Костин снова стал давать уроки и даже брал на дом переписывать бумаги. Кто-то обещал ему найти место в частной компании; но и там нужна была протекция. Директоры компаний, из коих некоторые то и дело прославлялись в фельетонах за свои гуманные воззрения, смотрели на являвшихся к ним искать места без рекомендательных писем от сильных мира сего с высоты величия не хуже иного директора департамента. Перебиваясь со дня на день и в сильные морозы щеголяя поневоле в тоненьком истертом пальто, Костин в одно прекрасное петербургское утро схватил горячку. Волчков, который также был очень беден, отдавал последние деньги за лекарства и скоро очутился сам без гроша. Но, к счастью, подоспел к нему на подмогу Степанов, переведенный на службу в Петербург, и избавил Волчкова от одного из главных расходов — платы доктору за визиты.

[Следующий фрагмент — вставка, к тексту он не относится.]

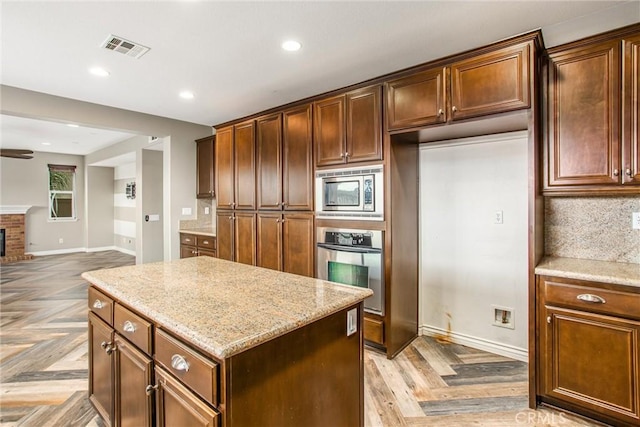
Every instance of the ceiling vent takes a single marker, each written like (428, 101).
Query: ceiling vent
(124, 46)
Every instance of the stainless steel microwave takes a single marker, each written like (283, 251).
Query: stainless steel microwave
(350, 193)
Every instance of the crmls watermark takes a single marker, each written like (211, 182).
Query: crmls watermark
(541, 418)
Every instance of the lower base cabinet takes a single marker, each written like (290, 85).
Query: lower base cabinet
(589, 350)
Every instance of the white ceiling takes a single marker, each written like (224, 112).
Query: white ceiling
(229, 55)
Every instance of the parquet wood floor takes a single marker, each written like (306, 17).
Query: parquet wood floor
(43, 362)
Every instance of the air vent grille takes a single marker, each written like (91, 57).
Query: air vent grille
(124, 46)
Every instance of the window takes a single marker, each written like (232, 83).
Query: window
(62, 192)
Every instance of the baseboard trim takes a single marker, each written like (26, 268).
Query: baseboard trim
(506, 350)
(76, 250)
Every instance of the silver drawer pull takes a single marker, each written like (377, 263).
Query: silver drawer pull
(179, 363)
(129, 327)
(591, 298)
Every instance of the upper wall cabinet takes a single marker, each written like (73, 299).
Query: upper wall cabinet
(496, 81)
(205, 161)
(284, 155)
(592, 116)
(348, 127)
(235, 171)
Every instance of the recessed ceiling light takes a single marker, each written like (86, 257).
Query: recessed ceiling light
(100, 72)
(291, 45)
(185, 94)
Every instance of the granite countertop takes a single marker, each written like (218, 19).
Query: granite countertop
(224, 307)
(205, 231)
(619, 273)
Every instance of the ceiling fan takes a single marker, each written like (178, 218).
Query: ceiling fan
(15, 153)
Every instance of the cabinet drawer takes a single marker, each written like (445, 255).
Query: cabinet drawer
(374, 330)
(133, 327)
(188, 239)
(197, 372)
(578, 295)
(101, 305)
(206, 242)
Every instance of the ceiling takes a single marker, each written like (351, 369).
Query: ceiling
(228, 53)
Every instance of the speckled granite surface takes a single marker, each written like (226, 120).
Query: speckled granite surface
(204, 231)
(220, 306)
(597, 228)
(585, 269)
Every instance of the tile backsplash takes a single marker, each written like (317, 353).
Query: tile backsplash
(596, 228)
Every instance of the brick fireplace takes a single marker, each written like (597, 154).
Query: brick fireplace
(12, 221)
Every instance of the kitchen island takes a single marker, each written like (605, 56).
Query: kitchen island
(203, 341)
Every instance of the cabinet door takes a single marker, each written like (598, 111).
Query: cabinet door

Незадолго до болезни своей Костин встретил на улице майора-художника Кубарева, который объявил ему, что нарочно взял отпуск в Петербург за тем, чтобы рисовать в Эрмитаже с великих мастеров.
— Имеете известие от Еремеевых? — спросил майор Костина, тщетно желавшего ускользнуть от его беседы.

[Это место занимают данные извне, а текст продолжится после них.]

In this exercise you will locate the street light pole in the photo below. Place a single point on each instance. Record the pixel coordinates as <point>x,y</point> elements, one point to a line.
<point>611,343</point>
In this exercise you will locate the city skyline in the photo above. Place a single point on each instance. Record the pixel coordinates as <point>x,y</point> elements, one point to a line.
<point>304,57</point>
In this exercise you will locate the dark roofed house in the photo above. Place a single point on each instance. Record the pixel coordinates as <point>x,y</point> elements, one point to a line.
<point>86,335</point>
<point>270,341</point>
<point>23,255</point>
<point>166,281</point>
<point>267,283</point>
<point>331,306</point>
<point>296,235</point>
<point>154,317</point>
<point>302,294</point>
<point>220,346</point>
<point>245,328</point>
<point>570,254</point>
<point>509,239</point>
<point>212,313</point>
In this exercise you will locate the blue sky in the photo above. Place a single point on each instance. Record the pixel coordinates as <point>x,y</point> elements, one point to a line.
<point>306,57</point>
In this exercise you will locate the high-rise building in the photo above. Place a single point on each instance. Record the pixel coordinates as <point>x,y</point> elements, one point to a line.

— Нет, не имею никаких,— отвечал Костин, у которого при этом замерло сердце. Он боялся услышать что-нибудь недоброе и не ошибся.
— Ведь Анна-то Михайловна вскоре после вас на тот свет отправилась. Детей еще при жизни ее Никанор Андреич отправил в Мутноводск в пансион; там одна родственница генеральши Грызунчиковой, приезжая из Москвы, очень образованная дама, пансион открыла. Отличный пансион, под особенным покровительством губернатора состоит… Всем помещикам было циркулярно предложено, чтобы детей туда отдавать… Многие отдали, и Никанор Андреич тоже.
Костин оставил майора, даже не простясь с ним, что его весьма удивило.
— Они разлучили ее даже с детьми,— говорил Костин, идя домой.— О, бедная, бедная страдалица!
Он чувствовал, что как будто тяжелый камень взвалили ему на грудь. Слезы подступали у него к горлу, он едва мог дышать. Давно уж он ждал этой вести, давно был приготовлен к ней, но тем не менее она поразила его глубоко и в самое сердце.
С этого дня он только и жил воспоминанием об Анне Михайловне. И чего бы он не делал, чтобы взглянуть еще хоть на портрет ее! Велика была его радость, когда он в одной гравюре, выставленной в окне магазина, нашел случайное сходство с этой женщиной, которую ему уже не дано было видеть. Он бы тотчас купил гравюру, но у него не было денег… И он довольствовался тем, что каждый день ходил смотреть на нее. И во время болезни он не спускал с нее глаз и велел повесить ее перед собой. Однажды он попросил Волчкова сыграть ему элегию Эрнста {137}, также написанную на смерть любимой женщины. Волчков исполнил тотчас же его просьбу; он глядел на картину и слушал, и в памяти его воскресло все прошлое: и долгие вечера, проведенные вдвоем с любимой женщиной, и этот вечно-памятный день, когда при блеске июльского солнца, при тихом шуме колосьев, она сказала ему, приложив его руку к сердцу: пока оно бьется — твоя, навсегда твоя!
Александра Петровна уже сделалась статской советницей Псалмопевцевой и ехала с супругом на другой день свадьбы к своему бывшему покровителю. При повороте на Невский им встретилась бедная похоронная процессия. На дрогах, запряженных парой, стоял голубой гроб, покрытый полинявшим церковным покровом. Впереди шел в черной ризе священник. Позади — ни одной кареты, ни одних дрожек — только Волчков да Степанов следовали за гробом. Лицо Степанова было сумрачно. Волчков утирал глаза платком.
— Ах, господи! — воскликнула Александра Петровна, спуская окошко кареты и высовываясь в него; потом перекрестилась и прибавила: «Царство ему небесное, моему голубчику!»
— Что это, знакомый кто-нибудь умер? — спросил басом супруг.
— Да, добрый был человек, я его давно знала.